Charlie Brandon

Profile
- Positions: Defensive end, Guard

Personal information
- Born: September 13, 1943 Wake County, North Carolina, U.S.
- Died: August 9, 2022 (aged 78) Virginia Beach, Virginia, U.S.

Career information
- College: Shaw University

Career history
- 1967: Winnipeg Blue Bombers
- 1967–69: Norfolk Neptunes
- 1972–78: Ottawa Rough Riders

Awards and highlights
- 2× Grey Cup champion (1973, 1976); Grey Cup MVP (1973); CFL East All-Star (1978);

= Charlie Brandon =

American football player (1943–2022)

Charles Edward Brandon (September 13, 1943 – August 9, 2022) was an American football player, all-star, and Grey Cup champion lineman in the Canadian Football League (CFL), playing seven seasons with the Ottawa Rough Riders.

A graduate of Shaw University, Brandon started his career playing one game for the Winnipeg Blue Bombers in 1967. He then spent three seasons in the Continental Football League playing for the semi-pro Norfolk Neptunes.

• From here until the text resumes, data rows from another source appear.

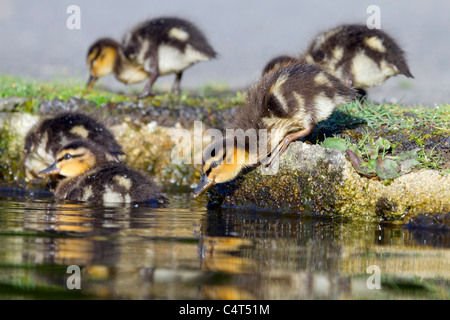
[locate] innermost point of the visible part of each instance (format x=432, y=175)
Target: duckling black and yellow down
x=45, y=139
x=154, y=48
x=282, y=107
x=359, y=56
x=91, y=177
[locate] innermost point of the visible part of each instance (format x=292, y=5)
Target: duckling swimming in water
x=282, y=107
x=359, y=56
x=45, y=139
x=90, y=177
x=154, y=48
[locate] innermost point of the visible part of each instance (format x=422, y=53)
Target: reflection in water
x=185, y=252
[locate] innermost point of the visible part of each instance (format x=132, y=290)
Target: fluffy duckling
x=45, y=139
x=279, y=62
x=154, y=48
x=90, y=177
x=359, y=56
x=282, y=107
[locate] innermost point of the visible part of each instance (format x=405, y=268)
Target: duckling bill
x=90, y=177
x=45, y=139
x=285, y=104
x=154, y=48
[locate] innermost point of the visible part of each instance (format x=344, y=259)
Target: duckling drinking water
x=44, y=140
x=91, y=177
x=282, y=107
x=154, y=48
x=359, y=56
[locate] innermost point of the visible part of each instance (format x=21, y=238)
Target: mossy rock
x=311, y=179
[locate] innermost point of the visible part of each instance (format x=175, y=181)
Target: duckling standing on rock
x=154, y=48
x=359, y=56
x=44, y=140
x=91, y=177
x=287, y=104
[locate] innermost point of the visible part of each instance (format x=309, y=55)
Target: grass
x=36, y=92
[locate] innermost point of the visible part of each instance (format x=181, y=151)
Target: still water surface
x=187, y=252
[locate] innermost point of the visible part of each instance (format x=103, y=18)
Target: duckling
x=282, y=107
x=359, y=56
x=90, y=177
x=44, y=140
x=279, y=62
x=154, y=48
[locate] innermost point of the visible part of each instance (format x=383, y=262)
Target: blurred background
x=246, y=33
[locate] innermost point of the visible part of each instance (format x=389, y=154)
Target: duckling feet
x=285, y=143
x=148, y=87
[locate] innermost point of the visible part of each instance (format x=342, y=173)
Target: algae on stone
x=322, y=181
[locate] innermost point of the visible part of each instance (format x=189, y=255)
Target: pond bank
x=310, y=179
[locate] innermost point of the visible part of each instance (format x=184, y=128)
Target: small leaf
x=359, y=165
x=383, y=144
x=335, y=143
x=387, y=169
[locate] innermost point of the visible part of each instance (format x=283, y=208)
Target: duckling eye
x=214, y=164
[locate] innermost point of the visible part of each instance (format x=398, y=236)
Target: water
x=185, y=252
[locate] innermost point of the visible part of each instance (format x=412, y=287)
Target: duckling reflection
x=286, y=104
x=91, y=177
x=359, y=56
x=154, y=48
x=44, y=140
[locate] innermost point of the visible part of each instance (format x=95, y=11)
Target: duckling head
x=74, y=159
x=223, y=160
x=101, y=59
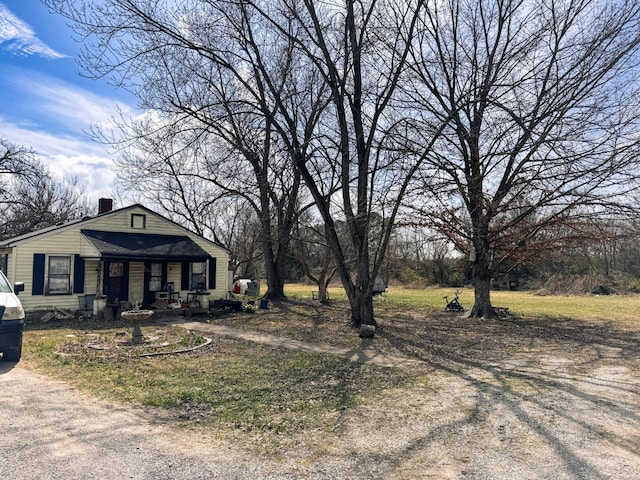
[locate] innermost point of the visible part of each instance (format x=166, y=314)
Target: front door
x=116, y=284
x=155, y=280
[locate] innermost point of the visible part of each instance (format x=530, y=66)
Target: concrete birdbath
x=137, y=317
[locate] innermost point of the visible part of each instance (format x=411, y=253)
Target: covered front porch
x=148, y=271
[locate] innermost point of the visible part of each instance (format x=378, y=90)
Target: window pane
x=116, y=269
x=155, y=284
x=59, y=285
x=59, y=265
x=198, y=270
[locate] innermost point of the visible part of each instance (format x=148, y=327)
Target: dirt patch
x=504, y=398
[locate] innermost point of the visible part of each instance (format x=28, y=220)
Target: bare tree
x=216, y=74
x=539, y=102
x=359, y=49
x=31, y=197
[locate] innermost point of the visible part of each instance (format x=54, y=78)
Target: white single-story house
x=129, y=255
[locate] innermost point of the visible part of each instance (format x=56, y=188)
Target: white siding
x=67, y=240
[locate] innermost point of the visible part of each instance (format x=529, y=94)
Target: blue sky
x=45, y=104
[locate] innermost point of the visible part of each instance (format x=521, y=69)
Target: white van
x=11, y=320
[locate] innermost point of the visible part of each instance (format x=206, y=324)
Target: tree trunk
x=482, y=283
x=362, y=308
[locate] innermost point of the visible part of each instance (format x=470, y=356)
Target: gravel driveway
x=52, y=432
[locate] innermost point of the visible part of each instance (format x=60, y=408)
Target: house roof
x=117, y=245
x=12, y=242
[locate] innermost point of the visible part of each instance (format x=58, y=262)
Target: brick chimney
x=105, y=205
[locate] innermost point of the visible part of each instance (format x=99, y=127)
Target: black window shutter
x=37, y=287
x=78, y=274
x=184, y=279
x=212, y=273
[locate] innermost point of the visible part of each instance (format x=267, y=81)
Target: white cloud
x=18, y=38
x=67, y=156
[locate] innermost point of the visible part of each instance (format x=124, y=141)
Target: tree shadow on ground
x=564, y=383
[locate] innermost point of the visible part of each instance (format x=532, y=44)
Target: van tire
x=12, y=354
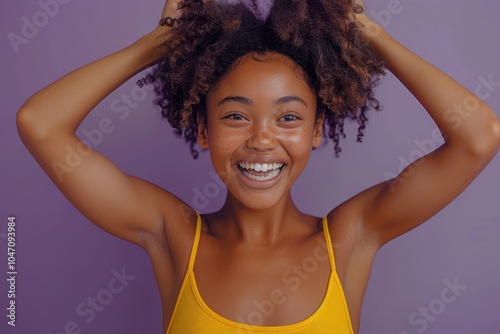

He returned to Canada and began a seven-year stay in Ottawa, where he was a part of the feared "Capital Punishment" defensive unit. He won two Grey Cups and in his final season switched to offensive guard, and was an all-star. He was the Grey Cup Most Valuable Player in 1973.

Brandon died on August 9, 2022, at the age of 78, in Virginia Beach, Virginia.